What of the Administration’s other argument? One should always be suspicious of claims that new weapons programs are needed so that the United States can effectively negotiate arms control and disarmament pacts. Here one should ask what is most likely to lead to significant restraint or reductions in Soviet military efforts: bargaining from strength, or unilateral actions on our part that the Soviet leadership might see as offering them a plausible rationale for cutting programs judged redundant, irrelevant or too costly?

In the current climate of uncertainty, zero-based budgeting ought not imply total disarmament. Considering the implausibility of the threats that have dominated national security planning since the 1950s--a disarming attack against the United States and/or a large-scale attack against Western Europe--we need reductions of 50% to 75% in force levels and budgets and great restraint with respect to most new programs.

The case for “modernization” of our strategic nuclear forces can be dismissed.
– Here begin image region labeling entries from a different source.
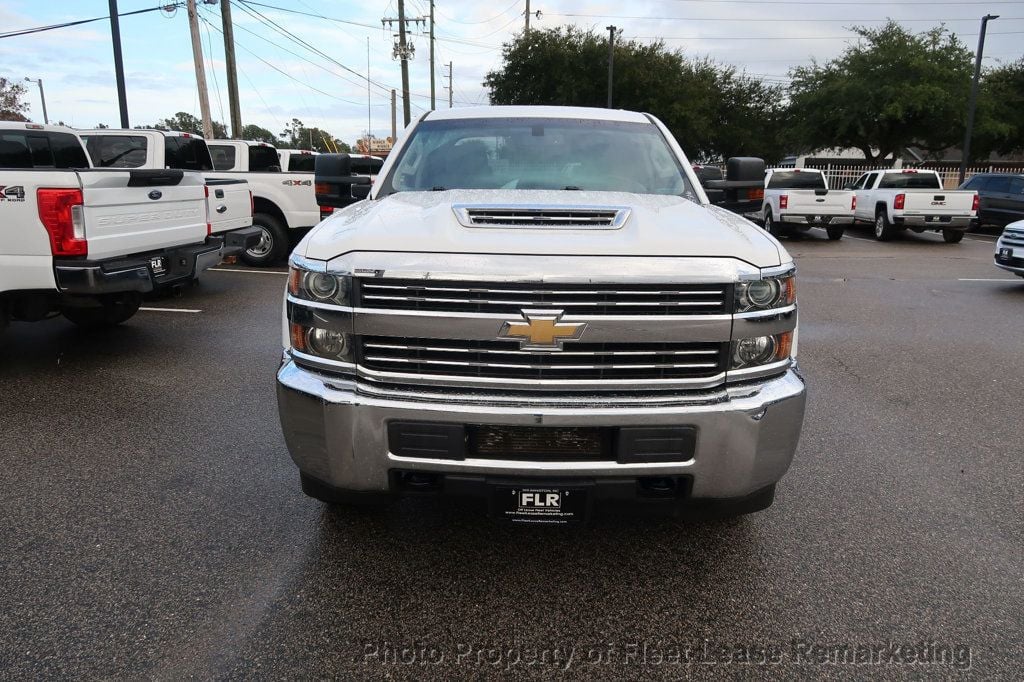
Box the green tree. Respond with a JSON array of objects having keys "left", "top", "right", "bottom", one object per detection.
[
  {"left": 790, "top": 20, "right": 974, "bottom": 161},
  {"left": 147, "top": 112, "right": 227, "bottom": 139},
  {"left": 0, "top": 78, "right": 29, "bottom": 121},
  {"left": 971, "top": 58, "right": 1024, "bottom": 159},
  {"left": 242, "top": 123, "right": 278, "bottom": 144},
  {"left": 278, "top": 118, "right": 349, "bottom": 152},
  {"left": 484, "top": 27, "right": 784, "bottom": 160}
]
The possibility of a deliberate attack against us, already seemingly infinitesimal, is hardly likely to be reduced much by our acquisition of new systems, nor can one imagine how such weapons could contribute to reducing the likelihood of, or the damage from, local conflict arising from instability in and around the Soviet empire.

In the same vein, we should not be asking what is needed to cope with an attack on Europe or prolonged worldwide conflict with Warsaw Pact forces, but rather what role conventional military force can play in peacekeeping and in coping with localized conflict that might threaten world peace and our interests. The implications are for substantial reductions at least in forces committed to NATO defense and to the maintenance of sea lines of communications. Considering that the Soviet Union is now turning inward, and that the determining factor in our sad experience in Southeast Asia was not inadequacy of military force, major reductions in force projection and interventionist capabilities are indicated as well.

With the possible exception of providing more economic support for the reformers in Hungary and Poland--and maybe soon elsewhere in the East--it is hard to imagine opportunities for initiatives that would be more meaningfully responsive to the realities of the ‘90s than a truly radical rethinking of U.S. defense needs.